As we considered the founding of Silicon Valley Arbitration & Mediation Center, we had to ask the essential question: Why? What is the problem in need of a solution? Can we add real value to the mélange of arbitral institutions around the world, already comprising thousands of lawyers and industry experts?
The foundational issue, on which most would agree, centered on the apparent reluctance of Silicon Valley and other tech companies to rely on the plethora of available mediation and arbitration solutions to resolve their business and IP disputes. Our founders posited several reasons.

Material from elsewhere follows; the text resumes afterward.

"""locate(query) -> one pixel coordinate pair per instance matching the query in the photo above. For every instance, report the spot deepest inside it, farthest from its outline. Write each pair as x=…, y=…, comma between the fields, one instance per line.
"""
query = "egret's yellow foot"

First were some of the ‘traditional’ objections to arbitration generally.
E.g., concern about losing one’s right to appeal (true enough; that’s the price of expedited and less burdensome dispute resolution).
E.g., that ancient barnacle on the arbitral ship—the discredited myth that arbitrators tend to “split the baby” in weakly reasoned decisions. “I have a strong case. Why should I turn it over to arbitrators to impose their own views of ‘rough justice,’ seeking to leave everyone happy?“ Few informed litigators still worry about this. See https://www.linkedin.com/pulse/can-arbitrator-do-what-solomon-did-mohamed-raffa
But then we asked: what were the factors unique to the technology eco-system, that seemed to cause even less frequent resort to ADR than in the old brick-and-mortar world? Some possibilities:
• Denial: Tech companies (start-ups in particular) live in a fast-moving world with no time to think about litigation—much less to dwell on the process for resolving disputes. Engineers and venture capitalists, after all, are hyper-rational beings, exuding confidence in their own ability to talk their way through disagreements. “Disputes, no matter the emotional content, pale in significance when considering the world-changing technologies we are creating.”
• Distrust: Even Millennials may know the Dickensian mythology of AMD v. Intel — “the arbitration that wouldn’t die.” The Hatfields v. McCoys had nothing on the self-destructive wars that characterized this internecine conflict for years on end. “Arbitration is more efficient and saves time? You must be kidding. I saw what happened in the AMD case.”
OK, we thought; levels of denial and distrust might be more prevalent in high-tech industries. But AMD v. Intel is really old news. And rational decision makers surely realize that full-bore judicial litigation can knock a tech company right off the rails. Watching the judicial travails of Google, Apple, Microsoft and Qualcomm, can the tech community really be overlooking the enormous time and expense of modern litigation? Probably not.
Which led us to the factor that underlies the creation of SVAMC: The need for an organized pool of arbitrators and mediators who “get” technology—who understand not just the technologies, but the unique business characteristics of tech enterprises. Many in the management ranks of tech companies, in my humble opinion, are dubious about “traditional” neutrals who have grown up litigating construction, real estate, family law, insurance and general commercial disputes. They wonder if a given neutral will even understand, much less competently mediate or adjudicate, technology legal issues that may determine survivors or losers in a hotly competitive environment.
[R]ational decision-makers surely realize that full-bore judicial litigation can knock a tech company right off the rails.
My belief is that CEOs, CFOs and General Counsel in Silicon Valley want to be guided and judged by their technology “peers” i.e., nationally recognized mediators and arbitrators who have honed their legal skills immersed for years in a Silicon Valley-like stew of creation, disruption and resurrection.
Our hope is that, seeing recognized technology lawyers serving as neutrals, the technology community will start placing their faith in ADR processes that provide not just an expedited and fair resolution of disputes, but also an informed and competent resolution. If the endless search in high tech is for “faster, better and cheaper” products, surely “faster, better and cheaper” dispute resolution—by neutrals with a demonstrated familiarity with technology industries—should lead to increasing and long overdue reliance on ADR.